Consequently, with the exception of Yue and Dill , all studies requiring complete and exact answers to optimal structure prediction were based on exhaustive enumeration. These studies were, hence, confined to small sequence lengths. In other approaches, structures are artificially restricted to be maximally compact (e.g. filling a 3 × 3 × 3 cube) . This allows for complete enumeration but artificially biases the energy function towards overall hydrophobicity.
Furthermore, many studies are confined to extremely simplified models on the 2D-square or 3D-diamond-lattice [2, 11]. The coordination number, a measurement of lattice complexity, is four in both cases. The use of lattices with such a low complexity may lead to oversimplified models that are not able to reproduce real world properties. Park and Levitt  have shown that lattices with higher coordination number provide a much better fit to real protein structures. A further hint toward the simplicity of the 2D-lattice is the low computational complexity of inverse folding when compared to the 3D-cubic lattice . The Constraint-based Protein Structure Prediction (CPSP) approach by Backofen and Will  provides a way to overcome the aforementioned obstacles. The method is tailored to the HP model introduced by Lau and Dill . This model is widely used in the literature [15, 16]. CPSP supports complex 3D lattices (currently cubic and face centered cubic) without artificial restrictions (e.g. to be maximally compact). The approach predicts all globally optimal structures together with a proof of optimality. No naive, exhaustive enumeration of all structures is performed and it is as fast as stochastic methods that cannot prove optimality. Backofen and Will  showed that the CPSP-approach could fold even sequences of length 200 to optimality within seconds. In contrast, exhaustive structure enumeration as e.g. done by Blackburne and Hirst  is restricted to short sequence lengths. For instance, on a 3D-cubic lattice it is only viable to enumerate up to about length 20. In fact, the exact number of structures is only known up to length 23 where there are already more than 5 × 1015 . CPSP uses constraint programming that is commonly applied to hard (NP-complete) problems and, thus, avoids the complete expansion of the whole search space. Hence, constraint-programming techniques are a powerful tool to handle the high complexity that typifies problems related to protein structure. Constraint-programming techniques have successfully been applied to structure prediction with given secondary structure information , analysis of NMR data , and modeling of protein complexes .

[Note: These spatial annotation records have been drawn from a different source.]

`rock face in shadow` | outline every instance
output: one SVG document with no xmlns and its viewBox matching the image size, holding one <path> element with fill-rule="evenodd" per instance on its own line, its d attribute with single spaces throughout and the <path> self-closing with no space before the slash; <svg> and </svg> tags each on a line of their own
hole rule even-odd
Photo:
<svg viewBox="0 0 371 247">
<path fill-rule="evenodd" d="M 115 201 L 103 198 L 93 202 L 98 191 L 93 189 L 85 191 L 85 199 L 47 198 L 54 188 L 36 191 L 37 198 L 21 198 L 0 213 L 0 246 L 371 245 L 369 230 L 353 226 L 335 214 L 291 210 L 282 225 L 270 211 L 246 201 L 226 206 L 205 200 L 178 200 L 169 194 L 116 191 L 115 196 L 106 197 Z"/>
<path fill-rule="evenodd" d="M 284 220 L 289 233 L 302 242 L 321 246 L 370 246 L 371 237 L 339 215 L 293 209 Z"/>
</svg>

Currently, we are not aware of any other complete approach that ensures optimality of the predicted structures in different lattices. There is an alternative to CPSP for the 3D-cubic lattice, the constraint-based hydrophobic core construction method by Yue and Dill . This allows the prediction of optimal structures and proves their optimality. However, using the CPSP-approach, Backofen and Will showed that the method developed by Yue and Dill is not always complete in enumerating all optimal structures .
CPSP-tools provides a set of programs that enable typical, modern research tasks to be calculated efficiently and accurately. Here we list the programs each with a typical example application. HPSTRUCT predicts (all) optimal and suboptimal structures as required for investigating properties of low energy conformations, as e.g. studied by Jacob and Unger . The statistical analysis of protein-like sequences, see Blackburne and Hirst , requires a degeneracy-based classification of sequences. This is possible with HPDEG. For the exploration of protein evolution, similar to Wroe and Chan , one needs to investigate the sequence-structure space. We provide HPDESIGN for sequence design and HPNNET for neutral network computation.
All methods can be applied to HP-sequences in the cubic and the more complex face centered cubic lattice model. Before giving a detailed description of the tools, we first introduce the idea of H-cores, central to these methods.
In the HP lattice models, two monomers form a contact if they occupy neighboring positions in the lattice. The energy of a structure is defined by the number of contacts between H-monomers, i.e. HH-contacts. Thus, an optimal (minimum energy) conformation maximizes the number of HH-contacts. An important observation is that optimal structures show an almost optimal (maximally compact) packing of the H-monomers. Such dispersions of H-monomers without any chain connectivity are called H-cores. The compactness of the H-cores is a basic feature that can be used for structure prediction and sequence design. Note that optimal H-cores are independent of a particular sequence and depend only on the number of H-monomers. Hence, compact and nearly compact H-cores can be precalculated and stored in a database. HPSTRUCT and HPDESIGN use this database as a starting point for their calculations (details later). Thereby, redundant computation is avoided, which significantly speeds up the CPSP-approach and related applications.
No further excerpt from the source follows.